- Spokesperson: Sarah Coats, Carrie Holliman, Jim Kapetanos, and Keith Mann
- Founded: 2 November 2006
- Dissolved: 3 November 2016
- Headquarters: Bexleyheath, Kent
- Ideology: Animal rights

Website
- The Animal Protection Party (archived)

= Animal Protection Party =

The Animal Protection Party (APP) was a political party founded in England in 2006 to represent an animal rights perspective. It stood four candidates in the 2010 general election. The party de-registered in 2016.

==2010 general election==
The APP stood in four constituencies in the May 2010 British general election, chosen because the sitting MP was viewed by the APP as representing the interests of people or industries that use animals.

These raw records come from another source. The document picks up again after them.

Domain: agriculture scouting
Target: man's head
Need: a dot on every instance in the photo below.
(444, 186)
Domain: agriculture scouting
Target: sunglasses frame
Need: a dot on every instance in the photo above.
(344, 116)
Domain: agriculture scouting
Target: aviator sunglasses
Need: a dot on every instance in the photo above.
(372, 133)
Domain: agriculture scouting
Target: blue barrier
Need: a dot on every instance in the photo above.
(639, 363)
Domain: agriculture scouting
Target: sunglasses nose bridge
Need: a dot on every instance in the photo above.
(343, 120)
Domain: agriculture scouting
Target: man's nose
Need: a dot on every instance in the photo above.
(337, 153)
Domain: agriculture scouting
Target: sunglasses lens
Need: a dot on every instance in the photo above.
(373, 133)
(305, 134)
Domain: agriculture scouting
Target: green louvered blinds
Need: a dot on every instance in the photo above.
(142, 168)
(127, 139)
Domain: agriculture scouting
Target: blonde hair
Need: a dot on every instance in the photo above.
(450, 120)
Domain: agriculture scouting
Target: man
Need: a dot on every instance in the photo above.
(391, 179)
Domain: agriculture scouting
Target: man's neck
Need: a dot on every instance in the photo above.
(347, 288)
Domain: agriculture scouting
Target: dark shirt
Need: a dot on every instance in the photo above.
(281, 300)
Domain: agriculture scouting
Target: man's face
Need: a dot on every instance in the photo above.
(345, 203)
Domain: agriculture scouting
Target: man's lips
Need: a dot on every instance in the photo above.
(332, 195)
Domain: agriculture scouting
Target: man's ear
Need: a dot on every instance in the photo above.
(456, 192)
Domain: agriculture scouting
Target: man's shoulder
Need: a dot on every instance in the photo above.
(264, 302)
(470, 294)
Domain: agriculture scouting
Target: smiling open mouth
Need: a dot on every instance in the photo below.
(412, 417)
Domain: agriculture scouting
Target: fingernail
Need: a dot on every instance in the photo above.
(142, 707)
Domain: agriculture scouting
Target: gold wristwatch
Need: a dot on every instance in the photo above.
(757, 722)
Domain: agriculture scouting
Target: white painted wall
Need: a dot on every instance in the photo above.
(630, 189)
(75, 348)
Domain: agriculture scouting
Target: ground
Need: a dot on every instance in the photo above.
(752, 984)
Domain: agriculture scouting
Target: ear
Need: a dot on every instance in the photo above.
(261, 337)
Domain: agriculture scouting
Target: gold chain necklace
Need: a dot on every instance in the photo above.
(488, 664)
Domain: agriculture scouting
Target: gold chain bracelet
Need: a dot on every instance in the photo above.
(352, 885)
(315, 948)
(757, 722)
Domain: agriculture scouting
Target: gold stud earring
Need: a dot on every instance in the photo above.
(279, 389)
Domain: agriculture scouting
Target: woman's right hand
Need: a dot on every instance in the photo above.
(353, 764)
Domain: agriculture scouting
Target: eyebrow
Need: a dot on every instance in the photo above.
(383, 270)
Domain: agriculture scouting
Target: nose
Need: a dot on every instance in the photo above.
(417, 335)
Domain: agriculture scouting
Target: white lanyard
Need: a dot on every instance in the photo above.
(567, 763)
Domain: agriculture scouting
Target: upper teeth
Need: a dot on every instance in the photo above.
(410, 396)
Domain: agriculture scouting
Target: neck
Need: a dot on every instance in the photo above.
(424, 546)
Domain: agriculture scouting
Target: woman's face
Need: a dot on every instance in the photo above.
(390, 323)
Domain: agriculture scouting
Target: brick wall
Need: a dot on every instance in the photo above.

- Sarah Coats, a recycling company administrator, stood in Meon Valley, a new constituency where Wickham Laboratories is based. Coats received 255 votes (0.3%); the seat was taken by George Hollingbery for the Conservatives.
- Carrie Holliman (listed by the Electoral Commission as the party leader) stood in Huntingdon, where Huntingdon Life Sciences is based, against Conservative MP Jonathan Djanogly. She received 181 votes (0.3%). Djanogly held the seat.
- Jim Kapetanos stood in Vauxhall against the Labour MP Kate Hoey, chair of the Countryside Alliance, which promotes hunting. He received 96 votes (0.2%) and Hoey comfortably held the seat.
- Keith Mann, who had previously been jailed for arson, stood in Oxford West and Abingdon against the Liberal Democrat MP Evan Harris; the area had been the focus of protests against the building of Oxford University's Biomedical Sciences Building. Mann received 143 votes (0.3%); Harris lost the seat to Nicola Blackwood for the Conservative Party. Mann said, "I wanted to challenge because of his support for animal testing in Oxford, but also because of his desire to extend the abortion time limit."